Le tocó un pezón y éste se endureció. A continuación se inclinó y comenzó a chuparlo.

Tenía las manos colocadas en los pantalones cortos de Miranda, bajándoselos por las nalgas, tocando sus suaves curvas al descubierto, pasándole la mano por el interior de los muslos, frotándose contra ella, explorando los lugares más secretos de su cuerpo.

Miranda no podía contenerse. Ella, que siempre había sido fría y distante, la que, según habían dicho algunos chicos, tenía hielo en las venas. Se encorvó hacia él, rogándole que siguiera en silencio. Se encontraba en la diminuta habitación de una ruinosa cabaña, en una cama por la que habían pasado amantes durante cientos de años, y estaba besando a un hombre al que apenas conocía, un hombre que se negaba a que lo viesen en público con ella, que estaba a punto de convertirse en su primer y único amor.

Después de hacer el amor, tras la placentera sensación, Hunter se acercó a Miranda y le acarició la cabeza. Los destellos de las llamas se podían ver reflejados en su anillo. Miranda tocó la piedra negra.

– ¿Es valioso?

– Es lo único que llevo ahora.

Miranda le dedicó una sonrisa dulce.

– Ya lo sé. Pregunto si es valioso. -Empezó a juguetear con el pelo del pecho de Hunter-. Ya sabes, ¿te lo dio alguna chica?

Resopló.

– ¡Qué va! -Se sacó el anillo de oro y lo miró-. Esto es todo lo que tengo de mi padre biológico, el tío sin rostro que dejó embarazada a mi madre y luego la abandonó. Debería deshacerme de él, supongo, pero lo sigo teniendo porque me hace recordar que aquel bastardo no me quería, ni a mi madre, y tuve la suerte de tener a Dan Riley como padrastro.

– ¿Cómo se llamaba?

– ¿Mi padre real? -suspiró-. No lo sé. Nadie me lo dijo, y no aparece ningún nombre en mi certificado de nacimiento.

– ¿No lo quieres saber?

– No. -Deslizó el anillo en su dedo de nuevo, se arrimó a Miranda y ella se recostó sobre los músculos firmes de stt hombro desnudo-. No importa. -La besó en la frente y añadió-. Ahora mismo, todo lo que me importa somos tú y yo.

– ¿Para siempre? -preguntó.

– Para siempre es mucho tiempo, pero tal vez. Sí, tal vez.

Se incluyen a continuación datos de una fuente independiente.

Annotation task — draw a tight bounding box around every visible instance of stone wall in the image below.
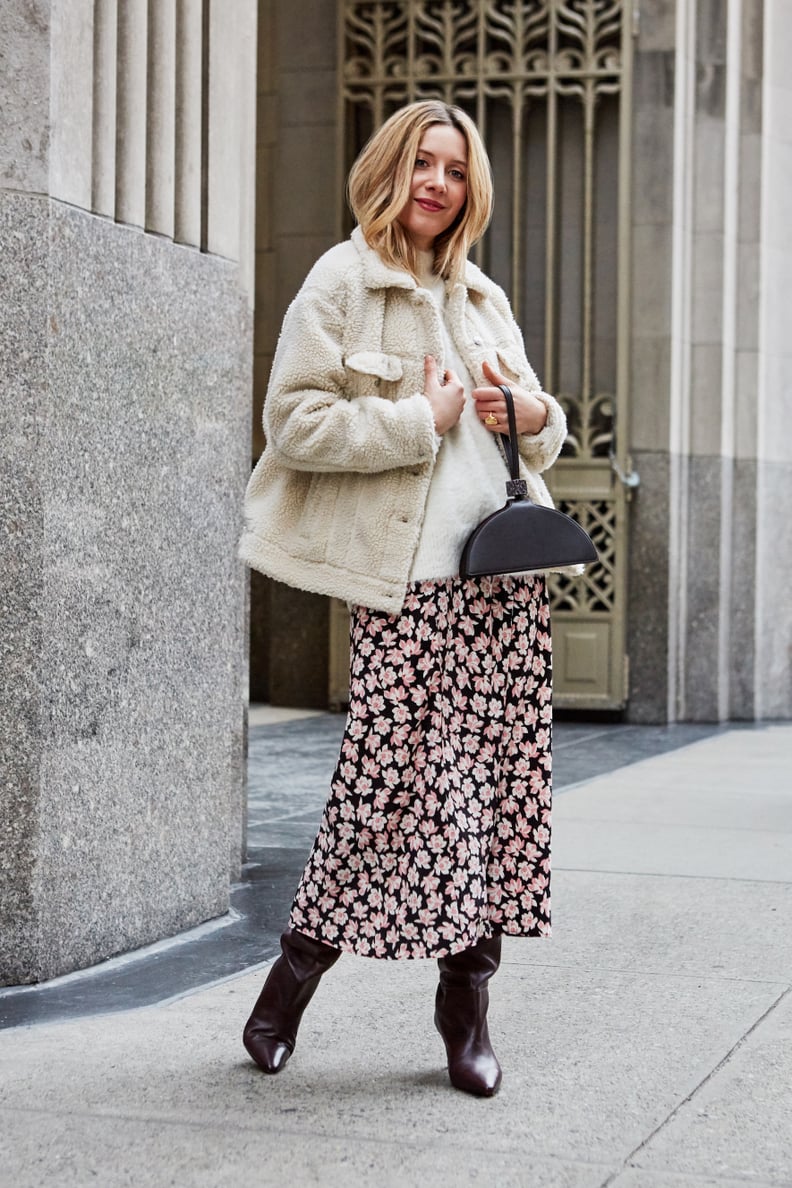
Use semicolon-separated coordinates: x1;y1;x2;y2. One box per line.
628;0;792;721
0;0;255;984
251;0;343;706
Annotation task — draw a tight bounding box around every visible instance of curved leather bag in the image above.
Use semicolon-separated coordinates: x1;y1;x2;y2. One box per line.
460;384;597;579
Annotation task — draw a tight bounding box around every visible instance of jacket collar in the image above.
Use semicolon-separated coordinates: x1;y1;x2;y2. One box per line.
351;227;493;296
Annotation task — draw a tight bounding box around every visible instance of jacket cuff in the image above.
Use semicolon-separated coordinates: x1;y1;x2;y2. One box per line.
520;391;566;474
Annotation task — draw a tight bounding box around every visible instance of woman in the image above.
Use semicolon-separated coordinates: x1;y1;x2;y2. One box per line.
241;101;565;1097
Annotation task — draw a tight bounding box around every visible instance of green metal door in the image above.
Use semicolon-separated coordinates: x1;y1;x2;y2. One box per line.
330;0;635;709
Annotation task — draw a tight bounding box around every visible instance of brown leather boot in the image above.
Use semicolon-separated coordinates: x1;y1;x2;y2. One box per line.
242;928;341;1073
435;935;501;1098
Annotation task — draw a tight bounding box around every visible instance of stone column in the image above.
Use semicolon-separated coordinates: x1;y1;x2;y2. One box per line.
629;0;792;721
251;0;343;707
0;0;255;984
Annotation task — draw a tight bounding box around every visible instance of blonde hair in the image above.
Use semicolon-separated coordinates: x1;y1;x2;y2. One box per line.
347;99;493;280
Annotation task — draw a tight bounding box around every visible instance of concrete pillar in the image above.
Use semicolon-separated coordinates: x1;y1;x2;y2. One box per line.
0;0;255;984
629;0;792;721
251;0;344;706
755;0;792;718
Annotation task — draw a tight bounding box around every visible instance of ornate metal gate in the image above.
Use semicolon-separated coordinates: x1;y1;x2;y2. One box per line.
331;0;634;709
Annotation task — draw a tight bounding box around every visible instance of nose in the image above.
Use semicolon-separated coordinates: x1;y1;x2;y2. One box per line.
429;165;445;190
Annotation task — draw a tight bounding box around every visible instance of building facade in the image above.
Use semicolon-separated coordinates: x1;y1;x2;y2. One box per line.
251;0;792;722
0;0;792;984
0;0;256;984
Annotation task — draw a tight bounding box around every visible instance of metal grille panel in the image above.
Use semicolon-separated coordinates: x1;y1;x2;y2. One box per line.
338;0;632;708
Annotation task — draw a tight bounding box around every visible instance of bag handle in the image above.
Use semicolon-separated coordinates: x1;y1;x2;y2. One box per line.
496;384;528;503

Miranda echó la cabeza hacia arriba, esperando el beso que sabía que Hunter le iba a dar. Por fin había encontrado un trocito de cielo en la tierra.

– ¿Estuviste con Weston Taggert anoche? -susurró Miranda, mientras el rostro se le volvía pálido.

Acababa de poner agua en la cafetera y el líquido empezó a borbotear en contacto con el calor. Aquella sorprendente noticia que le había dado su hermana rebotó en las paredes de su cabeza, en un momento en que aún estaba asimilando que Hunter y ella habían hecho el amor. El dolor en su entrepierna era algo que le recordaba constantemente la noche anterior. Se aclaró la voz e intentó concentrarse en aquel problema. El problema, como siempre, era Tessa.